Parti Quebecois leadership candidate Jean-Francois Lisée says he is being attacked because of his proposals about immigration and identity.

On Monday Lisée called for Quebec to have the "best immigration possible" and listing three apparently preferred European countries: France, Belgium and Spain.

Of course that led to a kerfuffle with critics saying Lisée wanted to create two classe of immigrants, and Lisée saying he was misinterpreted.

"I talked about Shanghai, Bamako, Tangiers, Santiago. I mean, what else is to be said?" said Lisée.

Provincial Immigration Minister Kathleen Weil was having none of it.

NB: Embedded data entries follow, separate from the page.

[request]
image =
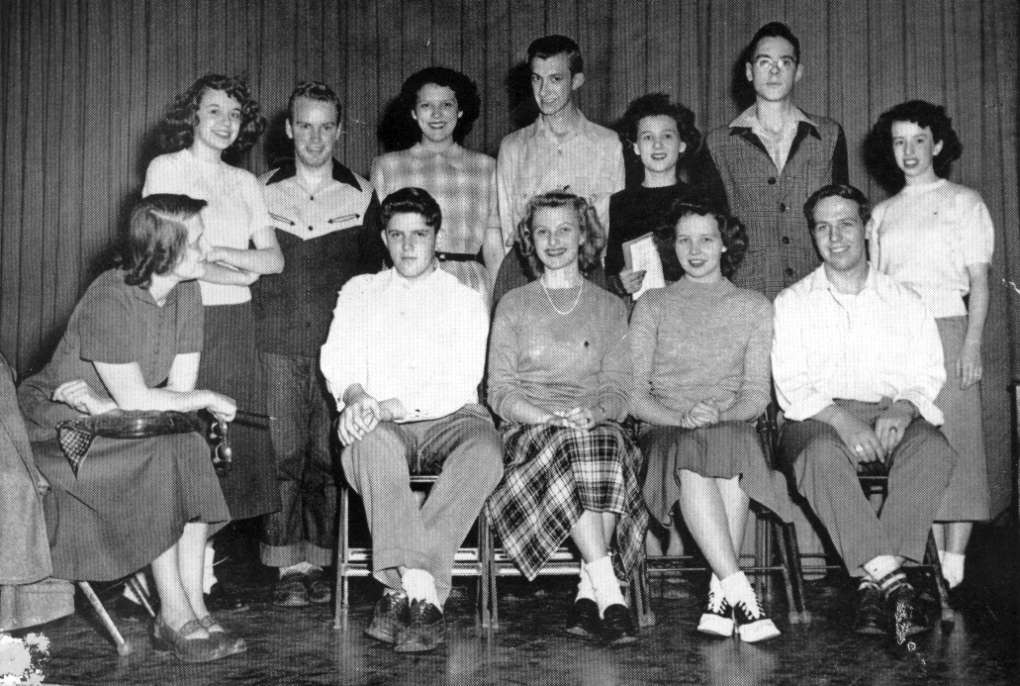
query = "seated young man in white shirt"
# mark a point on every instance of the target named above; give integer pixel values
(404, 359)
(857, 364)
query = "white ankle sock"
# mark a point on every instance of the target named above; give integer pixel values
(584, 587)
(953, 564)
(735, 587)
(208, 576)
(420, 585)
(607, 587)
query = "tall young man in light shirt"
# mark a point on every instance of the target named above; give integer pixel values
(561, 150)
(325, 220)
(766, 162)
(857, 364)
(404, 359)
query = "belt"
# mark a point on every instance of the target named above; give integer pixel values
(458, 257)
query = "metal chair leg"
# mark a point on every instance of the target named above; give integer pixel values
(123, 647)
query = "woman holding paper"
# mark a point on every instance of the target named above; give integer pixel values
(700, 350)
(662, 135)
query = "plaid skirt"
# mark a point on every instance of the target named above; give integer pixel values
(552, 475)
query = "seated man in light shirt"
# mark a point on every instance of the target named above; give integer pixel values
(404, 359)
(857, 364)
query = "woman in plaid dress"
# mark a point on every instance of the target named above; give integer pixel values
(558, 376)
(434, 112)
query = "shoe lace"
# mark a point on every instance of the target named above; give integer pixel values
(752, 607)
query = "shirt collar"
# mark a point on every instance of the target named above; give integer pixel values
(748, 120)
(340, 173)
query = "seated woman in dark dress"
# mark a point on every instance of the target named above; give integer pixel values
(558, 376)
(662, 136)
(700, 350)
(134, 343)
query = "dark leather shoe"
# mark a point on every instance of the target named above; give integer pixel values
(583, 620)
(617, 626)
(909, 611)
(290, 591)
(870, 616)
(319, 590)
(390, 616)
(425, 629)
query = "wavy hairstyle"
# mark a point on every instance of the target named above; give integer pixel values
(588, 221)
(177, 125)
(878, 145)
(157, 235)
(734, 239)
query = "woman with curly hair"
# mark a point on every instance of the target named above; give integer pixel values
(700, 350)
(134, 341)
(435, 111)
(662, 136)
(213, 118)
(937, 238)
(558, 377)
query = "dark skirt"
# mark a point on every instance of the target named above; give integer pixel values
(129, 504)
(967, 496)
(231, 366)
(552, 475)
(723, 451)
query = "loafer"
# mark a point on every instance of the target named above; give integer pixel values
(290, 591)
(870, 616)
(319, 590)
(425, 629)
(227, 642)
(909, 611)
(618, 626)
(390, 616)
(165, 639)
(583, 620)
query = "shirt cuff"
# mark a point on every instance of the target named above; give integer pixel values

"People don't usually discriminate in their comments -- certainly not here in parliament -- about the origin of somebody, and who's a better immigrant than another," Weil said.

PQ MNA Maka Kotto, the only member of a visible minority in the PQ caucus and an immigrant from Cameroon took shots at Lisée.

"If I understand correctly, I'm a second-class immigrant," he wrote.

 

 

Kotto is backing Lisée's leadership rival, Alexandre Cloutier.

On Tuesday Lisée said his critics were twisting what he said.

"If Minister Weil and Liberals and others choose to distort my words to go on with this campaign of demonizing my candidacy -- or others who want to have a responsible discussion on making immigration a success -- that's their problem," said Lisée.

The leadership candidate said earlier this year he believes Quebec's immigration levels are too high, and the province should accept only 30,000 people annually.

He also wants Quebec to do more to help immigrants integrate, a move that Coalition Avenir Quebec leader Francois Legault supports.

"In order that they be happy and we be happy, we need to have a better integration and I think right now it's too much at 50,000 to have a good integration," said Legault.